The Wake County Firearms Education and Training Center will reopen to the public on Friday, Oct. 2, thanks to a partnership among Wake County, the Wake County Sheriff’s Office and the N.C. Wildlife Resources Commission.

“We were on track and excited to reopen the range back in March, but we had to put that on hold when the COVID-19 pandemic began,” said Greg Ford, chairman of the Wake County Board of Commissioners. “Staff from our three partner organizations have worked hard to find a way to reopen the range in a way that focuses on safety and mitigates the potential spread of COVID-19.”

The Wake County Firearms Education and Training Center, located at 3921 Old Holly Springs-Apex Road in Apex, will be open to the public from 5-9 p.m. Mondays and Fridays and from 9 a.m. to 7 p.m. Saturdays and Sundays.

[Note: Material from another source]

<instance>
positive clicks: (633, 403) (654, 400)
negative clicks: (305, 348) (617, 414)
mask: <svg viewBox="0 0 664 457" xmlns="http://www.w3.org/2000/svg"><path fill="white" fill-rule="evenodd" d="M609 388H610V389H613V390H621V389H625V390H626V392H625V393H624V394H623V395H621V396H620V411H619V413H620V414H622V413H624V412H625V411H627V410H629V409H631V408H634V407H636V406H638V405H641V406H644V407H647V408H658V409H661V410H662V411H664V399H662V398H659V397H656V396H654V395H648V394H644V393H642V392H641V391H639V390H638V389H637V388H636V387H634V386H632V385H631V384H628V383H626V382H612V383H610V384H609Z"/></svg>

The range is free to use. All shooters must watch a range safety and etiquette video before receiving a pass to use the range. Children ages 12-17 must have a waiver signed by their legal guardian and be accompanied by an adult.

“In recent months, we’ve seen a surge in the number of people applying for permits to buy handguns,” Wake County Sheriff Gerald Baker said. “Many of these are first time gunowners, and everyone would benefit from the training and shooting experience available at the Firearms Education and Training Center.”

New safety measures will enable residents to use the range while adhering to the Three Ws to prevent the spread of COVID-19: Wearing a mask, washing hands frequently and waiting six feet apart. Staff have also implemented new policies and physical changes to the facility to prevent the spread of the coronavirus:

  • Every-other lane will be closed off to keep shooters socially distanced;
  • The public must preregister online to reserve a time and assigned space;
  • Check-in will occur outside; and
  • Chairs are spaced six feet apart in the safety training room.

“We operate 14 ranges across the state, and we’re proud to partner with Wake County and the Wake County Sheriff’s Office to give Wake County residents a place to practice shooting and learn firearm safety,” said Kristopher Smith, N.C. Wildlife Resources Commission wildlife education division chief. “COVID-19 created new challenges, and we have worked with our partners to provide this service while preventing the spread of the virus.”

There are no retail operations at the Wake County Firearms Education and Training Center. Visitors should bring their own targets, ammunition, ear and eye protection and anything else they plan to use.

The N.C. Wildlife Resources Commission has created a website with information about how the range will operate for the public.